Yeah. Can you hear me?
Yeah. Yeah.
Can you hear me?
Yes. Yes. Yes.
See, for Project Nectar, like we always said, right, there is a capacity which is for the dedicated portion, and then there is a capacity to our own account. The way the ramp-up plan is to first fill in the dedicated capacity because the technology belongs to the dedicated partner. We are working together in both the implementation of the project as also ramping it up. And like I said, we are also working towards making another molecule with some modifications at the behest of the same customer. So the first year will always be focused on completing the dedicated part of it. And as we do that, we will also create space to complete our qualification campaign for the open part. And that will come in the following year, which is why we had kind of always indicated that it's a two-year journey to the part.

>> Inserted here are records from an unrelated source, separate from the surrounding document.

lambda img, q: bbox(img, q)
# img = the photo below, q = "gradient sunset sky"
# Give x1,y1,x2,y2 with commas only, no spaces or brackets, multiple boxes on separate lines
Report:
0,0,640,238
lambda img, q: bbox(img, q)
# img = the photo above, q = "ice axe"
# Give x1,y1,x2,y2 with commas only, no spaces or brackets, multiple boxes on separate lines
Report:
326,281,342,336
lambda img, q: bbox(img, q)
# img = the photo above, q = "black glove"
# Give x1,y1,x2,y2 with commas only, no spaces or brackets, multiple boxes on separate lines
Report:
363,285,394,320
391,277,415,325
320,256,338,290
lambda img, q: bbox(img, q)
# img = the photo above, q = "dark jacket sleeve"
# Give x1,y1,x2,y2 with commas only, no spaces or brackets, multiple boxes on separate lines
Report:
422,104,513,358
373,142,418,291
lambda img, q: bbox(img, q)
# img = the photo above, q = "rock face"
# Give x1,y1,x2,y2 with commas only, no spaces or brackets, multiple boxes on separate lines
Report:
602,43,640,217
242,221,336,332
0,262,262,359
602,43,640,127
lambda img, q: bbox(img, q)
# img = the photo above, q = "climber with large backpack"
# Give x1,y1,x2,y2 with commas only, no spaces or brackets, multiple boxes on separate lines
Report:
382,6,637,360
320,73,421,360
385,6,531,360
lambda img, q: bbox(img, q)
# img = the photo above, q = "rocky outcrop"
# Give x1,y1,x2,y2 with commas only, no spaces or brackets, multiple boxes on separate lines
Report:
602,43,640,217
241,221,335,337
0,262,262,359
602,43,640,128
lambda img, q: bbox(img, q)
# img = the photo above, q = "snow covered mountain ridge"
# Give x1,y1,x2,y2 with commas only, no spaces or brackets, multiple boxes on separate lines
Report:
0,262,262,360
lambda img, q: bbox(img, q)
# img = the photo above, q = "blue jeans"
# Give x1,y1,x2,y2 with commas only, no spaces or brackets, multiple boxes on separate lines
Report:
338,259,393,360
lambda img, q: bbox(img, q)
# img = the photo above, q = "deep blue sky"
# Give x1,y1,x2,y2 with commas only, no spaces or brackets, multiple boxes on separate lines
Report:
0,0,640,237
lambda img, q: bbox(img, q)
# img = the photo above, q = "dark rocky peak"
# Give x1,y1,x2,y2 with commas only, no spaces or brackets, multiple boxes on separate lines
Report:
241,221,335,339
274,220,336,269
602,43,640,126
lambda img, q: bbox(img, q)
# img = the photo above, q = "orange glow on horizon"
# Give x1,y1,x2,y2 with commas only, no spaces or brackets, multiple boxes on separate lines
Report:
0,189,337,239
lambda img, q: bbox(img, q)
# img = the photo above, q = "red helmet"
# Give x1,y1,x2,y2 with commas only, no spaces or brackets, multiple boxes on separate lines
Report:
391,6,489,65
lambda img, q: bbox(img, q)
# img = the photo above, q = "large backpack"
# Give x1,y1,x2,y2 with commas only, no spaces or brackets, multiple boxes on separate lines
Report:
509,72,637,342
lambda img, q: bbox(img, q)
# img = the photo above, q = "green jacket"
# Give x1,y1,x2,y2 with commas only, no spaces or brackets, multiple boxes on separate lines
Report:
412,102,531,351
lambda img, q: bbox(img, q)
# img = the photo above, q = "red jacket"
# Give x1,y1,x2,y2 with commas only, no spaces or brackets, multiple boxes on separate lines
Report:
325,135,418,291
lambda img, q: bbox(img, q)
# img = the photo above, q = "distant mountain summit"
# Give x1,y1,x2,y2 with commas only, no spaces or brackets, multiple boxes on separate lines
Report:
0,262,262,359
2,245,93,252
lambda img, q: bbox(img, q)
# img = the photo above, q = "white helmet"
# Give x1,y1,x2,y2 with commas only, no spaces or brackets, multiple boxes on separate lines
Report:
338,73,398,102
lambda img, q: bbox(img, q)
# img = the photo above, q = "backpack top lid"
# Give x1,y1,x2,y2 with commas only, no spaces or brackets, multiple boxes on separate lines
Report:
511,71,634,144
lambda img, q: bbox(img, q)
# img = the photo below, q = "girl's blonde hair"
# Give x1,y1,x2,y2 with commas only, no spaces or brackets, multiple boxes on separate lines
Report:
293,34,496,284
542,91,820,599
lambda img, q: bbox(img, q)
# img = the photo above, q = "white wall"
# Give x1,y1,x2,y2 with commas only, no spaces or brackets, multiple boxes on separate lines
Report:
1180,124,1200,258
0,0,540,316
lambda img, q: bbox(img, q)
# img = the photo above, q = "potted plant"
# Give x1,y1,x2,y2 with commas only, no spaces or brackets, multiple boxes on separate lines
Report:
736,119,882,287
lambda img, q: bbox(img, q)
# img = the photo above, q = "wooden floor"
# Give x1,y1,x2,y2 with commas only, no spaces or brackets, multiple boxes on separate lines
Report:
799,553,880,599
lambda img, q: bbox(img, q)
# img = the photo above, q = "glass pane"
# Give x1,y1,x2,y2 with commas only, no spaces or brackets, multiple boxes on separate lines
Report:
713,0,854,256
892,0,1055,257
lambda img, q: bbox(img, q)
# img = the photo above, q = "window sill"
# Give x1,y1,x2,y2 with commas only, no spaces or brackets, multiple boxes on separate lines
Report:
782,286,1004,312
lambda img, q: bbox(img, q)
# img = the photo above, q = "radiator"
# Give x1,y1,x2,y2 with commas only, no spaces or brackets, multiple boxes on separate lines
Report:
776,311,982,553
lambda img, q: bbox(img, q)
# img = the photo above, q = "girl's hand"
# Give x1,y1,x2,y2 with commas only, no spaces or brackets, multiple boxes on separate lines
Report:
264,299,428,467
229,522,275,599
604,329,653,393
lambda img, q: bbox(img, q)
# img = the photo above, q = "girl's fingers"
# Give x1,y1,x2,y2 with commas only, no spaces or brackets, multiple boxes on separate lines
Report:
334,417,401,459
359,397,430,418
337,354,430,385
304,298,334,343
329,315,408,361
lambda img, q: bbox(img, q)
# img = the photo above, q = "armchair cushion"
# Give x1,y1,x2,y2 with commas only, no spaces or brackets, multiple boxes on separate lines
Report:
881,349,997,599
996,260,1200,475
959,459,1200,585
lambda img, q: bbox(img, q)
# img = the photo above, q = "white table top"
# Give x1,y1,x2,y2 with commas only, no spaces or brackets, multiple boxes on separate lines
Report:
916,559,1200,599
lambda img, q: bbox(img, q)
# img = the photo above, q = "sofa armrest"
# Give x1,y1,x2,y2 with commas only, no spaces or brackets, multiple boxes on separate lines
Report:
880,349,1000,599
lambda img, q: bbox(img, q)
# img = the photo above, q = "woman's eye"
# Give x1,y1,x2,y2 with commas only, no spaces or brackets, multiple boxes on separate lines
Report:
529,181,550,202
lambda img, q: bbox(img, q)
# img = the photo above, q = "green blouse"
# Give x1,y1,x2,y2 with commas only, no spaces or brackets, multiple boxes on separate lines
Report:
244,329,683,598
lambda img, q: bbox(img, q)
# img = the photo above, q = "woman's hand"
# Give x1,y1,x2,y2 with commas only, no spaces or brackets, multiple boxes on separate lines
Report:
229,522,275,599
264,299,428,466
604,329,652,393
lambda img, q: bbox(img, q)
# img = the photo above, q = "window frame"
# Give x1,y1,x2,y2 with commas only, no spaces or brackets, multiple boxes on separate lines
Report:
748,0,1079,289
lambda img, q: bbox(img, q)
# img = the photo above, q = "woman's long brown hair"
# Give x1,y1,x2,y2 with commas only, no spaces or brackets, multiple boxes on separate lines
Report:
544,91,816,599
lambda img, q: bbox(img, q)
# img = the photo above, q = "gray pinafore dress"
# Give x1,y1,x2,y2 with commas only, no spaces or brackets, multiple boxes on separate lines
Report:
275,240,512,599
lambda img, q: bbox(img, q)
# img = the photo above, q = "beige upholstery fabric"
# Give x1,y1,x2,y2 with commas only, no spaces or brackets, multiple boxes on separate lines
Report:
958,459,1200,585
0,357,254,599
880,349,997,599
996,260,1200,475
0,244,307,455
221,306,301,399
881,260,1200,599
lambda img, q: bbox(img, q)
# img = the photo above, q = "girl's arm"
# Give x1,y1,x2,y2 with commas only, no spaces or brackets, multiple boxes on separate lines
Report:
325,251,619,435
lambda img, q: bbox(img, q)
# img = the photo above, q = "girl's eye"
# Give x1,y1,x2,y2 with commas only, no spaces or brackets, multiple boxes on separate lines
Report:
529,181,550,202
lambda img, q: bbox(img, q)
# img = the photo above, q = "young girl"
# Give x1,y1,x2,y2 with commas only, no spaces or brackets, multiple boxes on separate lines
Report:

Okay. There is no demand and cost equation or cost concern for this project to be successful or to see a kind of meaningful ramp-up. There is nothing like that.
No, nothing. I mean, nothing like that. But being cost-efficient is good for all seasons, right? So that push is always there, man.
Okay. Okay. Sure, sir. Yeah. Thank you. Wish you all the best.
Thank you. Ladies and gentlemen, in the interest of time, we would take that as the last question. I would now like to hand the conference over to the management for the closing comments.
All right. I do thank you all for participation and all your support. Yeah. Thank you, guys.
Thank you. Thank you, everyone.
Bye.
Ladies and gentlemen, on behalf of Navin Fluorine International Limited, that concludes this conference. Thank you, and you may now disconnect your lines.